Two years ago, the Court of Appeals addressed the challenge to the validity of an annexation ordinance that had been modified by consent order. Distinguishing between a reasonableness challenge and an ultra vires challenge, the court concluded that the party challenging the annexation ordinance “lost its legal right to challenge annexation of its property on the grounds of reasonableness thirty days after passage of the annexation ordinance when it did not file a quo warranto proceeding.” Blount v. City of Memphis, No. W2006-O1191-COA-R3-CV, 2007 WL 1094155, at *4 (Tenn.Ct.App. Apr. 13, 2007) (No Tenn. R.App. P. 11 application filed). Nevertheless, the court held that the bar to challenging the reasonableness of the annexation ordinance did “not preclude, impair or impede [the party’s] ability to litigate its claim that the ‘new’ or ‘modified’ ordinance is invalid in a declaratory judgment action.” Blount v. City of Memphis, 2007 WL 1094155, at *4. I agree with the reasoning of the Court of Appeals in this case.
The Highwoods parties’ declaratory judgment action is aimed precisely at the invalidity of the modified annexation ordinance. Their complaint alleges that the city attorney and private parties may not modify a duly enacted annexation ordinance. If the Highwoods parties are correct and such authority does not reside with the city attorney and private parties, then the 2006 consent decree modifying the 1997 annexation ordinance cannot be given legal effect because the compromise ordinance has not been ratified or adopted by the Memphis City Council.
IY.
I share the Court’s concern about piecemeal annexation litigation. However, I am equally concerned about the preservation of the careful balancing of interests that the General Assembly engaged in when it empowered municipal legislative bodies to annex adjoining property by ordinance. This case reveals a potentially problematic unbalancing of these compromises because in this case, an executive branch official— the city attorney — and private parties appear to be performing a legislative act with the city’s legislative body sitting on the sidelines. It is my belief that the High-woods parties are entitled to present to the courts the important issue of whether such an approach to annexation is ultra vires and to have the issue decided on the merits.

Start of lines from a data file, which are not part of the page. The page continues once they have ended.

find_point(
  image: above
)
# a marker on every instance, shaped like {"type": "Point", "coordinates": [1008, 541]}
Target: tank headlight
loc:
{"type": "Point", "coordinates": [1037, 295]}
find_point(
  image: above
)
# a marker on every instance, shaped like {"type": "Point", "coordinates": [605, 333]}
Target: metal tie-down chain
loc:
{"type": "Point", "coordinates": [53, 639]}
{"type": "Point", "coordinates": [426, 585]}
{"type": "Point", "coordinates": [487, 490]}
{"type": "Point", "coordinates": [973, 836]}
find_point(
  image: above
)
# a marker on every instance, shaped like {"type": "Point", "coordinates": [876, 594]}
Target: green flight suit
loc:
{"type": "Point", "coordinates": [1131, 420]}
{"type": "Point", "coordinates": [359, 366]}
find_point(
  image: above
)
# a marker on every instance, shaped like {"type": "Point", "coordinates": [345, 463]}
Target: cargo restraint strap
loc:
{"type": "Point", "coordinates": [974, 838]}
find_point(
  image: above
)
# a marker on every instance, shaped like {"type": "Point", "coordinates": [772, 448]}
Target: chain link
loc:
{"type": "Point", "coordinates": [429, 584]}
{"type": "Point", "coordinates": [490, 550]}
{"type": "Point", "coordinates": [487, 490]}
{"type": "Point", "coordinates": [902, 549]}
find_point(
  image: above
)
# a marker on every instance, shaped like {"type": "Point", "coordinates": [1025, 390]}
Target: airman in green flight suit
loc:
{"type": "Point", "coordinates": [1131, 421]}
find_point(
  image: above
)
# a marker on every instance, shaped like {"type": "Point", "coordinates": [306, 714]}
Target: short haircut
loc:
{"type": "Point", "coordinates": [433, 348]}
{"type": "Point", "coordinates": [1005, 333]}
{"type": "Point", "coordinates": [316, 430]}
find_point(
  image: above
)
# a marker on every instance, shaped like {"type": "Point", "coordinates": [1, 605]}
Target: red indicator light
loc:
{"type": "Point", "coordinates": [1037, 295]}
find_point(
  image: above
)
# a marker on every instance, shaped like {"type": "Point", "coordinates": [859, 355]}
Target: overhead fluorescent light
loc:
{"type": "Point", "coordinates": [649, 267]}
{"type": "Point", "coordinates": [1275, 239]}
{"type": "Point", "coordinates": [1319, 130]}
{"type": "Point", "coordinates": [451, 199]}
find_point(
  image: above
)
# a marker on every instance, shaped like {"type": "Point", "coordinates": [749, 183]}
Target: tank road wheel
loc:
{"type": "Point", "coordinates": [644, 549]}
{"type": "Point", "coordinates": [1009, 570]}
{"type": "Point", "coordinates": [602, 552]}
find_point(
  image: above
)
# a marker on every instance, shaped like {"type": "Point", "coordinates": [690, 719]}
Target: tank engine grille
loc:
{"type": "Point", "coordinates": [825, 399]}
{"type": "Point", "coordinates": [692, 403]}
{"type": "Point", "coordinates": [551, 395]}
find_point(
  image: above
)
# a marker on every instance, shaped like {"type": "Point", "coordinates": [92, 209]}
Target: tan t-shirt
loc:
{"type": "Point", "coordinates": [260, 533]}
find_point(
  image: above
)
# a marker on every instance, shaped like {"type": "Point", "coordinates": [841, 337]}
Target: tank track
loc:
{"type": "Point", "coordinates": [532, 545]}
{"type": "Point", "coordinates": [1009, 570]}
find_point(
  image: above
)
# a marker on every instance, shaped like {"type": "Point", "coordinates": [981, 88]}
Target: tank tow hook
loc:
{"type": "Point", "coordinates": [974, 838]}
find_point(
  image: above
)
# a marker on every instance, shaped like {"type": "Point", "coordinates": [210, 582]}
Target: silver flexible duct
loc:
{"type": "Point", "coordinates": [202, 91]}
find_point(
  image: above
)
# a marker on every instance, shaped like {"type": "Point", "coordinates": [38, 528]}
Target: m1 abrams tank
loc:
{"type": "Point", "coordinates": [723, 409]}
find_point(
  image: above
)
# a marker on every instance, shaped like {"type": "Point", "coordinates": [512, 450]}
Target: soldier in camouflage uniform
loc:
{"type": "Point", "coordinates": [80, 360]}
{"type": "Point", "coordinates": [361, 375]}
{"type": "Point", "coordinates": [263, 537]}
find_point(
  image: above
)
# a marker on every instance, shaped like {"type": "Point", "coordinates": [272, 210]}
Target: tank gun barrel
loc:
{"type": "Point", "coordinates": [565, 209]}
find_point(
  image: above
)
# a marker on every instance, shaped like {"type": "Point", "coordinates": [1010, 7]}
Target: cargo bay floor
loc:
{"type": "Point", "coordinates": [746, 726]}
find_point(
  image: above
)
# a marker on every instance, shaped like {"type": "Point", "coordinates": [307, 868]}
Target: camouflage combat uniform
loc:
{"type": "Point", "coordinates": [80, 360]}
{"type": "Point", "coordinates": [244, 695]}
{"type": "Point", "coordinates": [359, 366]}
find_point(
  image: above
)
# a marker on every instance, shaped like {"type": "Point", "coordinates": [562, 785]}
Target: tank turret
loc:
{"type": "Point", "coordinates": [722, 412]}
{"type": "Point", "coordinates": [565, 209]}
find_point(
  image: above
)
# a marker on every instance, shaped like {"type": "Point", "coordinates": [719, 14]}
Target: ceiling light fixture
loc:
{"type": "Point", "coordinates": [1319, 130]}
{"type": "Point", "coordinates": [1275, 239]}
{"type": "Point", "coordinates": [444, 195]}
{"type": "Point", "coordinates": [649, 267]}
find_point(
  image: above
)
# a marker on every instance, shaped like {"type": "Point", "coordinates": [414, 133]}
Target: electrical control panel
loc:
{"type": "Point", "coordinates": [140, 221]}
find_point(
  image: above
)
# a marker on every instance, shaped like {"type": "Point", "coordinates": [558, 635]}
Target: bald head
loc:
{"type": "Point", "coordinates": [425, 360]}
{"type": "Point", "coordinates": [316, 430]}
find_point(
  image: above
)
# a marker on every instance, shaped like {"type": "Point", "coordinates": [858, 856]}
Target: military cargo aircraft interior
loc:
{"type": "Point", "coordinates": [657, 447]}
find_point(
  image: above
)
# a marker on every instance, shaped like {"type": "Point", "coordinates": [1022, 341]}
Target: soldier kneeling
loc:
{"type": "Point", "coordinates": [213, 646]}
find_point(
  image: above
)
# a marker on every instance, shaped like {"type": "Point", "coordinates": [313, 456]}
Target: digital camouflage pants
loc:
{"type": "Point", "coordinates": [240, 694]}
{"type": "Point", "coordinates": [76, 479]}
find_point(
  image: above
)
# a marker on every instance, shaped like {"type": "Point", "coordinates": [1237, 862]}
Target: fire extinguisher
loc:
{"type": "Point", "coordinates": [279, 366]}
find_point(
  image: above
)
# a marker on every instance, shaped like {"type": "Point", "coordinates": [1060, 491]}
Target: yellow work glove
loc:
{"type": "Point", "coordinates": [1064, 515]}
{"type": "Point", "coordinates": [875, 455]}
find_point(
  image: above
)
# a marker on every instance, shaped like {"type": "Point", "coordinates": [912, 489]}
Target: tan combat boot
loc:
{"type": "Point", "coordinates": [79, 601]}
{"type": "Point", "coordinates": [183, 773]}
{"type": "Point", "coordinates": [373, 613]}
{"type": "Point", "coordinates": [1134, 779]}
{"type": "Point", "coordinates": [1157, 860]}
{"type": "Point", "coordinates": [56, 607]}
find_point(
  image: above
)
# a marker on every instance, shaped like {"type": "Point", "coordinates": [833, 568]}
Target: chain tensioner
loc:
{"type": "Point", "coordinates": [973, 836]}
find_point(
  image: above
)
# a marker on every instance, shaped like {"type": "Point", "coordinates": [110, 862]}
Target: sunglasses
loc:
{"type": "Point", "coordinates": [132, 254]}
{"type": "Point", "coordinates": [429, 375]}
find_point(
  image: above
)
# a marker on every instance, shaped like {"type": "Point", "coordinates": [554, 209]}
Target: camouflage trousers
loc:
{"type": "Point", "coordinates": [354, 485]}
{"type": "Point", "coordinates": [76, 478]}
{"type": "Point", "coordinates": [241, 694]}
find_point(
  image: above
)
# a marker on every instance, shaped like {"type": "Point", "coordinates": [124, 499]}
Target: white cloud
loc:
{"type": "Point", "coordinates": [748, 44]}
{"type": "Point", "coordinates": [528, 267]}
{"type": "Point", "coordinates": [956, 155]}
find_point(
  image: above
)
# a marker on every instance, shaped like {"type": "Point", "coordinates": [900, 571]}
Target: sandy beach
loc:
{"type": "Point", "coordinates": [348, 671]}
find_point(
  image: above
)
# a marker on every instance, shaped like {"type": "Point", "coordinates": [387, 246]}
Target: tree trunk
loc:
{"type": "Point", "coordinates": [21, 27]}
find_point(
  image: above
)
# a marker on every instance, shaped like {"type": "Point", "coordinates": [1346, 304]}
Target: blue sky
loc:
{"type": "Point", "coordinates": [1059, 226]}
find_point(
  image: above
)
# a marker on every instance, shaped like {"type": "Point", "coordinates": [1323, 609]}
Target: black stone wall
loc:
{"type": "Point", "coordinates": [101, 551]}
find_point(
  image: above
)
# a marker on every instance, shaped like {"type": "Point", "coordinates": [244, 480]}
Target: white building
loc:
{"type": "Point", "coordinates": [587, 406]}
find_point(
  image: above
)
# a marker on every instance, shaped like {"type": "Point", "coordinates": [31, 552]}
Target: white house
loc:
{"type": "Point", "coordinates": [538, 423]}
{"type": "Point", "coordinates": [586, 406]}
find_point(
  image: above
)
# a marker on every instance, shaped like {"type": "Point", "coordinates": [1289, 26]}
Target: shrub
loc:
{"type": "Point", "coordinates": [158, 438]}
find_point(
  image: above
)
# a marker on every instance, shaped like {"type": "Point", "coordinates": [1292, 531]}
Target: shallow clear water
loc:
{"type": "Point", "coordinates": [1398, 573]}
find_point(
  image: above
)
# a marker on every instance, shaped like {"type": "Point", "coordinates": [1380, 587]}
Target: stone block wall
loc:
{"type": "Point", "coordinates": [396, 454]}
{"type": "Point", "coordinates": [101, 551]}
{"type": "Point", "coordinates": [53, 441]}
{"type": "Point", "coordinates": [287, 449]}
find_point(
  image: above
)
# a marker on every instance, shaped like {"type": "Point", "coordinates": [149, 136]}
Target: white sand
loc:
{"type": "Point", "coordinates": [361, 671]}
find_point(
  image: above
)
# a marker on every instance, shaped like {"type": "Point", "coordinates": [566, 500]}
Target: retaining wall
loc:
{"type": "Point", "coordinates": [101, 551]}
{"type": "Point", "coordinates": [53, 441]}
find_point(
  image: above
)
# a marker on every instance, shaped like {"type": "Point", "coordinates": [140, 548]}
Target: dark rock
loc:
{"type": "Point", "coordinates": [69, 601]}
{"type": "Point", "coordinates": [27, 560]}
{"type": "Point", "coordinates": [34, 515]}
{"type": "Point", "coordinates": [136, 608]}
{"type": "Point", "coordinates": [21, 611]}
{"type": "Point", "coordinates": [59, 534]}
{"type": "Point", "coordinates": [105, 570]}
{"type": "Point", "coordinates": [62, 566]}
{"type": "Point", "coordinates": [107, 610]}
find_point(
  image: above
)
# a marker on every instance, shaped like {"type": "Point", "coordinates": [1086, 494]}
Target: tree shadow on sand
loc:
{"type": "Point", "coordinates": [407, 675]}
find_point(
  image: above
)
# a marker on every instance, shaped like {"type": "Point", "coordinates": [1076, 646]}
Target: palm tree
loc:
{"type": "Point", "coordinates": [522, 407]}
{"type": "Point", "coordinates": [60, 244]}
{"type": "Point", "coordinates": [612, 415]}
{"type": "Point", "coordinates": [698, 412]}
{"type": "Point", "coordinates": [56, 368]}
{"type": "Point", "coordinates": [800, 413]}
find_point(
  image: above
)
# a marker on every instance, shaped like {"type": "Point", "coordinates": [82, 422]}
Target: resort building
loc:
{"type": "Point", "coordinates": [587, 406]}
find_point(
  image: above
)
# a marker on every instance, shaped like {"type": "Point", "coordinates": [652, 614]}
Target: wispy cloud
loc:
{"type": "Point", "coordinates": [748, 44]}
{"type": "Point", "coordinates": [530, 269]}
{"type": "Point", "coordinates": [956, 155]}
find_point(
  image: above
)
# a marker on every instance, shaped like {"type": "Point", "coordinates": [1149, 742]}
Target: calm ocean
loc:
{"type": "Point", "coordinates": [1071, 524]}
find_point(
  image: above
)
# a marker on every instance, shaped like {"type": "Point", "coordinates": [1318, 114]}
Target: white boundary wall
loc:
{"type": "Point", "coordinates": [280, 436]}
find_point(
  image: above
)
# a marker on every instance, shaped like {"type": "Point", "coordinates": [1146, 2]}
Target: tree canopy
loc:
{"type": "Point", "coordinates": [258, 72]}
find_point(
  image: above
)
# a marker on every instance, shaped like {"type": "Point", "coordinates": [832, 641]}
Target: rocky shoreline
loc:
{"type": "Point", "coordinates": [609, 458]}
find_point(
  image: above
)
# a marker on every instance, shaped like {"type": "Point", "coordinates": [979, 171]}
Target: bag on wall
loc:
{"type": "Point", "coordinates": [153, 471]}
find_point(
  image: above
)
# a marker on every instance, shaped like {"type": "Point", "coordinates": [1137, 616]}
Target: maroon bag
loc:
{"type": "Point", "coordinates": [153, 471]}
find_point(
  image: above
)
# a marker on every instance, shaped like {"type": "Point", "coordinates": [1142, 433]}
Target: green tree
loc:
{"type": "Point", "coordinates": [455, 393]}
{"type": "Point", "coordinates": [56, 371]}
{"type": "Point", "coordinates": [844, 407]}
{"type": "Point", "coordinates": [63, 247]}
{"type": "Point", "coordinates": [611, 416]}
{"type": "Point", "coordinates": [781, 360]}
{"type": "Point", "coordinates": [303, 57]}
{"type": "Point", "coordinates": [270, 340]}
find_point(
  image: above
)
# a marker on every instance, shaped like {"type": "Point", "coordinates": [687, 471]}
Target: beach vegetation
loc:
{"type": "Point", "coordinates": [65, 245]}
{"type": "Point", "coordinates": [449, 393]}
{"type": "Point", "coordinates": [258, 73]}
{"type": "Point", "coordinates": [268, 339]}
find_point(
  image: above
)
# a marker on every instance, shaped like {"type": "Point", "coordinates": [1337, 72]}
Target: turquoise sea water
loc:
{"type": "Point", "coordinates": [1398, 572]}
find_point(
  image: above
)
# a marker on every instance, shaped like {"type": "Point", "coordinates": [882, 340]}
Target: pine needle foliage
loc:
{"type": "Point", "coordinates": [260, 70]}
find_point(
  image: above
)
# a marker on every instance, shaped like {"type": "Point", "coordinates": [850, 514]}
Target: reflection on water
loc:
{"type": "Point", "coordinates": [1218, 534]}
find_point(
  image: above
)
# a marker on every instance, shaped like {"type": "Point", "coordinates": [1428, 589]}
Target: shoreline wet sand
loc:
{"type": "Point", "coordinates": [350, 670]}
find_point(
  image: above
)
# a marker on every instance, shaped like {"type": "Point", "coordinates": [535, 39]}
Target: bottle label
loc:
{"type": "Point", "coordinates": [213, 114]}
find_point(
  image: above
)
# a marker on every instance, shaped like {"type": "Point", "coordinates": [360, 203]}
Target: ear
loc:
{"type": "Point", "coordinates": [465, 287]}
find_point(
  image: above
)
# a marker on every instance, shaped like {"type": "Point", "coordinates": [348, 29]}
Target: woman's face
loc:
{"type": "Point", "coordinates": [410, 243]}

.Act of Mar. 8, 1955, ch. 113, 1955 Tenn. Pub. Acts 382 (codified as amended at Tenn. Code Ann. §§ 6-51-101 through -120 (2005 & Supp.2008)).
. Tenn.Code Ann. § 6-51-102.
. Tenn.Code Ann. §§ 6-51-104,-105.
. See Tenn.Code Ann. §§ 29-14-101 through-113 (2000).
. It is appropriate to note that the limitations that the Court imposes on declaratory judgments challenging annexation ordinances undermine two intermediate appellate court decisions that had construed State ex rel. Earhart v. City of Bristol more broadly. Accordingly, it appears that no further reliance can be placed on Town of Oakland v. Town of Somerville, No. W2002-02301-COA-R3-CV, 2003 WL 22309498, at *7 (Tenn.Ct.App. Oct. 7, 2003), perm. app. denied, (Tenn. Mar. 22, 2004) and Jefferson County v. City of Morristown, No. 03A01-9810-CH-00331, 1999 WL 817519, at *1 (Tenn.Ct.App. Oct. 13, 1999) (No Tenn. R.App. P. 11 application filed).
. In fact, the Highwoods parties did attempt to file a quo warranto action challenging the reasonableness of the 1997 annexation ordinance, but their suit was properly dismissed because it was not filed timely. Highwoods Props., Inc. v. City of Memphis, No. W2006-00732-COA-R3-CV, 2006 WL 3628102 (Tenn. Ct.App. Dec. 14, 2006) (No Tenn. R.App. P. 11 application filed).